На земле наступило утро — совсем раннее, еще тихое и такое ясное, что стало понятно — скоро будет жарко. От населенного пункта, где жила тетя Зина — то ли деревни, то ли поселка, то ли небольшого городка, — до Москвы на электричке езды было минут тридцать, что очень устраивало Катюшу. Москву она, как и большинство приезжающих в столицу по надобности, не любила. Большой и показной принципиальности в этом не было. Москва — не Любимск: вот и все объяснение. Когда Катюша видела по телевизору или слышала тоже там о Кремле, о золотых куполах заново отстроенного храма, о Воробьевых горах и Арбате, о площади трех вокзалов, она не испытывала каких-то особенных, верноподданнических чувств по поводу того, что вот это все — есть. Чувства Катюши к столице родины, можно сказать, висели на волоске. Когда она уезжала из Москвы, волосок рвался и чувства пропадали. Кое-что в Москве ей нравилось, например, большая сутолока и скученность, кое-что — нет, но эта любовь и нелюбовь застряли в Катюше на каком-то обыденном, обывательском уровне. Просто было приятно, и ей это подходило, что в сутолоке столицы можно было жить своей, независимой жизнью. Никто особо не присматривался — если только так, случайно бросят взгляд и пройдут мимо, — во что ты одета, обута, как накрашена. Кстати — гениальная черта любого мегаполиса, где каждый сам за себя. Если бы Катюша жила в Москве, ее любовь к Славику давно бы прошла, и объяснение этому нашлось бы быстро. Шла бы она, скажем, по Охотному Ряду или Тверской, вспоминала бы Славика, показалось бы ей, что в сердце у нее кольнуло. Остановилась бы Катюша, а поток людей вокруг нее двигаться не прекращает. Раз бы толкнули Катюшу, другой, а на третий она бы упала и умерла. Или — хошь не хошь — забыла бы Славика, чтобы остаться живой.
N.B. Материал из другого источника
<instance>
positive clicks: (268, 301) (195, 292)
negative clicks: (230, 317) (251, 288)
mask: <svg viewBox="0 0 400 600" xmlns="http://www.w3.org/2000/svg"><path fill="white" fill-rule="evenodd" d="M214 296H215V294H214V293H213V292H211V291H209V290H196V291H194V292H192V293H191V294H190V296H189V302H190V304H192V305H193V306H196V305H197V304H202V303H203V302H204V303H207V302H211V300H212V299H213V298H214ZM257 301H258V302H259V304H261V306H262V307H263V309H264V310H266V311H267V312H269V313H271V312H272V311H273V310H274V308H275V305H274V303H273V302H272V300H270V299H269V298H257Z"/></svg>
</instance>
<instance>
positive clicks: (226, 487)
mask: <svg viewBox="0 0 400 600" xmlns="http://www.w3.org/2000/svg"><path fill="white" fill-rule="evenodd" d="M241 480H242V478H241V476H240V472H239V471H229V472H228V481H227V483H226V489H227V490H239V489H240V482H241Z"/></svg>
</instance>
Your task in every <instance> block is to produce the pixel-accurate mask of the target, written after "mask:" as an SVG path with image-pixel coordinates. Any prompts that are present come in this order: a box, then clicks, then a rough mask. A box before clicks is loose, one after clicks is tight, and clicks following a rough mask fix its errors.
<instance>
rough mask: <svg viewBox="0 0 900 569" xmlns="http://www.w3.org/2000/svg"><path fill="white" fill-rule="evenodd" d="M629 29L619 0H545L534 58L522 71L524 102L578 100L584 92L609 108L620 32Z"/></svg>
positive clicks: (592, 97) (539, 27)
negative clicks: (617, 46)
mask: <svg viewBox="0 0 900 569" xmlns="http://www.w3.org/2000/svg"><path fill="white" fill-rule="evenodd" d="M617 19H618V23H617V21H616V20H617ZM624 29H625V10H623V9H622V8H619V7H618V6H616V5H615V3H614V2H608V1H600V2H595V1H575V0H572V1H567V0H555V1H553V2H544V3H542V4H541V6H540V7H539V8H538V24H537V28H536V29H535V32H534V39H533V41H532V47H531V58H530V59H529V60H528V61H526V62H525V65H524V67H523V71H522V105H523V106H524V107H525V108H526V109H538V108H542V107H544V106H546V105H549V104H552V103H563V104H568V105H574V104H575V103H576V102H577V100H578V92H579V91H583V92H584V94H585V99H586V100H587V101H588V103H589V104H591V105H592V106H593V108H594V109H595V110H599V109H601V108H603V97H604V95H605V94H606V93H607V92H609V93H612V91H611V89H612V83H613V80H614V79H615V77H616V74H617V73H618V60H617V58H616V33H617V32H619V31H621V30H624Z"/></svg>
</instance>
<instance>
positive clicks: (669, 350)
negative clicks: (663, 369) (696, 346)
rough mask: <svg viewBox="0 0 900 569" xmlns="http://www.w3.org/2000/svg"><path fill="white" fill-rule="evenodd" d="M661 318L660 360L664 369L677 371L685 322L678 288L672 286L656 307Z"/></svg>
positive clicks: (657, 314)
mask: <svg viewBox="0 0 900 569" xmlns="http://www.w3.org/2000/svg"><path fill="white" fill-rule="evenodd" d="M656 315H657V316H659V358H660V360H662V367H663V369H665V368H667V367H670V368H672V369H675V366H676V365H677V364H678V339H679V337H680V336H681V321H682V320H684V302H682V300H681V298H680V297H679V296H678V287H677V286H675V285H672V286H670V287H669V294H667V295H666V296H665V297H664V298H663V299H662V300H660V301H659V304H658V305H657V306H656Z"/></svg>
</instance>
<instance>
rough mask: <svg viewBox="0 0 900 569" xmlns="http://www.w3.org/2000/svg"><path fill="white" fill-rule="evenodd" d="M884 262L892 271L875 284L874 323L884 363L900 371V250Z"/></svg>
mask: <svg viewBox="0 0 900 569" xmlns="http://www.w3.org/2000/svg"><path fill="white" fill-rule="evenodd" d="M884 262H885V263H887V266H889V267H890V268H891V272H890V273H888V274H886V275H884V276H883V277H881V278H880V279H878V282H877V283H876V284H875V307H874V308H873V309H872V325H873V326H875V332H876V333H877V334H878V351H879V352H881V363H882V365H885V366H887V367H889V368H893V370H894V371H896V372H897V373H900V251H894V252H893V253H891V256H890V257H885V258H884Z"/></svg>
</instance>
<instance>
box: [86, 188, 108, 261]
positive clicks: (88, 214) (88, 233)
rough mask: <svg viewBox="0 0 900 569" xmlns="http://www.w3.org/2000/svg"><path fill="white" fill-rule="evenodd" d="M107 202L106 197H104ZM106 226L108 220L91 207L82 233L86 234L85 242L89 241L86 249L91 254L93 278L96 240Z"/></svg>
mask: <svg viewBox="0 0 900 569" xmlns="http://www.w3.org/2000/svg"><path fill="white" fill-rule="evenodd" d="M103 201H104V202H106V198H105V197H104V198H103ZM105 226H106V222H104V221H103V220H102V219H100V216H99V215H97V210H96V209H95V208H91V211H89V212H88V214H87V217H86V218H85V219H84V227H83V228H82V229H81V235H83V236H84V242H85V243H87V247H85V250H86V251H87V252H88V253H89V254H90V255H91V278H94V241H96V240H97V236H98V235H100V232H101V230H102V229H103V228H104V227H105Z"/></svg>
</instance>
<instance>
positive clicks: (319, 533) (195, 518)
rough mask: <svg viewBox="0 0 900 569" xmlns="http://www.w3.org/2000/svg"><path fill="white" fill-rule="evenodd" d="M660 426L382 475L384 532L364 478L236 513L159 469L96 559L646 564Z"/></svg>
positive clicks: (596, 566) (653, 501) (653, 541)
А не нравилась Катюше в Москве — тоже какая-то ерунда — что мэр столицы, любя свой город, приказывал по праздникам палить из специальных пушек в небо, чтобы разогнать тучи, которые, очень напуганные и злые оттого, что их выслали за сотый километр, кидались в разные другие области. В частности, прилетали и зависали над Катюшиным городишком. Начинался затяжной дождь, во время которого жители Любимска смотрели в окно на небо и ругали маленького мэра Москвы, возомнившего себя Зевсом.
От станции до зеленого бревенчатого домика тети Зины Катюша шла, как и положено было по времени, пятнадцать минут. Не стояла она лишнего на станции, не глядела вслед уходящему поезду, в котором сладко, словно агнец невинный, спал ее ночной знакомый подполковник Родион Раскольников. Во сне его лицо было таким редким по нынешним временам, таким… Если уточнить, многие засмеются, не поймут — не таких сейчас любят.
«Ну, ладно, скажу только себе, — решила Катюша. — Его лицо было добрым, вот что обидно. Добрый мужчина сейчас большая редкость, как бамбуковый медведь панда. Их обоих надо заносить в Красную книгу природы».
А обидно Катюше было потому, что встретился ей такой редкий экземпляр, а она, недобрым словом будь помянут Славик, не может, не хочет, не знает ничего из того, что другая бы на ее месте смогла, захотела, узнала о случайном попутчике.
Несмотря на раннее утро, тетя Зина уже работала на грядках — в стеклянную банку собирала с капусты гусениц. Кружившиеся над ее головой белые бабочки не доставляли ей радости. Она махнула рукой, прогоняя их, как птиц: «Кыш, кыш!», и увидела в раскрытой калитке Катюшу.
На калитке была нарисована зубастая собака с высунутым языком. Художник очень старался сделать картину страшной, но она получилась смешной из-за слишком больших зубов собачищи и ее длинного языка, свисающего на грудь охранника, как галстук. Ни картины, ни собаки Катюша не боялась, она знала, как и все в округе, что у тети Зины, кроме кошки Фроськи — по кошачьим годам ровесницы хозяйки, — никакой другой живности никогда в доме не было, и сейчас — нет. Долгожительство кошки казалось феноменальным, но объяснялось просто. Как только старая Фроська умирала, ее место и имя получал котенок, взятый у соседей или подобранный на улице — обязательно кошечка. (Мартовских котов тетя Зина терпеть не могла.) Сначала так ей было привычнее и удобнее — не приходилось путаться в кошачьих именах. Со временем в имени Фроськи тетя Зина обнаружила новый смысл — вечный. Ведь если кошка, век которой сильно короче человеческого, жива, значит, и ее хозяйка умрет не скоро, уж точно не раньше кошки.